The starting point for transformation is to think holistically and take an organisation-wide approach to data strategy and architecture. But there's no need to start over.
It is possible to build on the existing investments in data warehouses, where you may have huge volumes of historical data and current processes for ingesting new data.
One enabling technology at the forefront of helping organisations modernise and improve the performance and scale of their data infrastructure is an in-memory database.
Processing data in memory helps surface large data sets with fast results, making data professionals’ BI and analytics tools more responsive and interactive.
Memory efficiency also enables businesses to bring together and analyse all the required data, removing the latency and silos that prohibit the transition from BI to data analytics. Meanwhile, an open integration framework ensures organisations can modernise their existing legacy infrastructure piecemeal, without having to rip and replace existing investments.
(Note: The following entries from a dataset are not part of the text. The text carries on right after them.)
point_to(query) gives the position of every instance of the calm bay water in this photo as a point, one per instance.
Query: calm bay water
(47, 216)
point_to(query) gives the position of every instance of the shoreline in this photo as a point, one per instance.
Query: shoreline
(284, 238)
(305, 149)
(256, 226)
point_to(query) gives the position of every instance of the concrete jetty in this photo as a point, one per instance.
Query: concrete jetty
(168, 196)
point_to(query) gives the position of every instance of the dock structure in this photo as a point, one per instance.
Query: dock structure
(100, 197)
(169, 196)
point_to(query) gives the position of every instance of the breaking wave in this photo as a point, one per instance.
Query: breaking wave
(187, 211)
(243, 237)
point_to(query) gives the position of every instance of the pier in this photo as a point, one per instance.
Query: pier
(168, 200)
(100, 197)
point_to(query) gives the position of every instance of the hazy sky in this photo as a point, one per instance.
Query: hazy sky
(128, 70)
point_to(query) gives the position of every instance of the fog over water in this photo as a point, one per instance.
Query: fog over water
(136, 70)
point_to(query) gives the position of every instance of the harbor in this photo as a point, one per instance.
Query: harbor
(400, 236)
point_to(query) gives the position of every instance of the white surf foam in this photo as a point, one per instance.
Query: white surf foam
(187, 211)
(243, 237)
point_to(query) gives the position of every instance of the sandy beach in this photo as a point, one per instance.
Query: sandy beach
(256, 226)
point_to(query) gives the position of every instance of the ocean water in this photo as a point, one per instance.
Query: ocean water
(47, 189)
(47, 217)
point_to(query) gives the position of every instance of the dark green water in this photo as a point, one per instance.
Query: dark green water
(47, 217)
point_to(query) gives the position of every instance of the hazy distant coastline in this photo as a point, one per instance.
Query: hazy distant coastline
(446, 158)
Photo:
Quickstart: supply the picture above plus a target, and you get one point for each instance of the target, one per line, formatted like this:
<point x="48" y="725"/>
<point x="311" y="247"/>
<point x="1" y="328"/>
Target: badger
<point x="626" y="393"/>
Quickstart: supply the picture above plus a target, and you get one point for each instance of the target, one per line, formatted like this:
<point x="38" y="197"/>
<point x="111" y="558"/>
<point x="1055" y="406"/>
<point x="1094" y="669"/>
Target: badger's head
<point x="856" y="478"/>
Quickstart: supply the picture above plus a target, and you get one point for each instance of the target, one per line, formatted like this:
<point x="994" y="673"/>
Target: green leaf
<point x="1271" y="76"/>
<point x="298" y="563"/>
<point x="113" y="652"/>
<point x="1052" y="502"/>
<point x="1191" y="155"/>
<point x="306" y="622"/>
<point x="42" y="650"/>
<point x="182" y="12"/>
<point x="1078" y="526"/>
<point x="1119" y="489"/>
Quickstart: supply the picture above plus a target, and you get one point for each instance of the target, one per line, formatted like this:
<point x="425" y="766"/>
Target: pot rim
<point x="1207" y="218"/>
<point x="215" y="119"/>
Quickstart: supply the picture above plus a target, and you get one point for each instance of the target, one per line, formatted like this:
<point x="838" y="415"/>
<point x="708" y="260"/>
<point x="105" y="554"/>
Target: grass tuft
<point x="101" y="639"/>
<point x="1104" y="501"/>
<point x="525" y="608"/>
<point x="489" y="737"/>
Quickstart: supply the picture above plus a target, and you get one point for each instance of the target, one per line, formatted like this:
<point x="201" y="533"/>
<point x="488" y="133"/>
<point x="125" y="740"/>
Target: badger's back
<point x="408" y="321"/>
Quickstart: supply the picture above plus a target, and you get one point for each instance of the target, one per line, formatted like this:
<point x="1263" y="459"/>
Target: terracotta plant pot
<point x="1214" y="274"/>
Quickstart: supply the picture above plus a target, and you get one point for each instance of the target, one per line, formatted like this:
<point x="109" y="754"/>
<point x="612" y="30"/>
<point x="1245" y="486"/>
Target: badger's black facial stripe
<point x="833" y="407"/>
In-memory databases enable BI reports to be delivered in seconds rather than hours, improving productivity and turning decision makers into true knowledge workers. Businesses can use the new insights they derive to respond to what is happening right now, to drive transformation and to become a data-centric business.
Driving analytics forwards
All business should be aspiring to achieve this immediate, automated view of data. Because when businesses truly master data, they become what Forrester has called "insights-driven business".
The results speak for themselves. These companies are growing at a rate of 30% annually and could earn $1.8 trillion by 2021.
That’s the real power of data: “insight-driven businesses” don’t just collect data for the sake of it. They use data in a meaningful, insightful way, that creates a very real competitive advantage.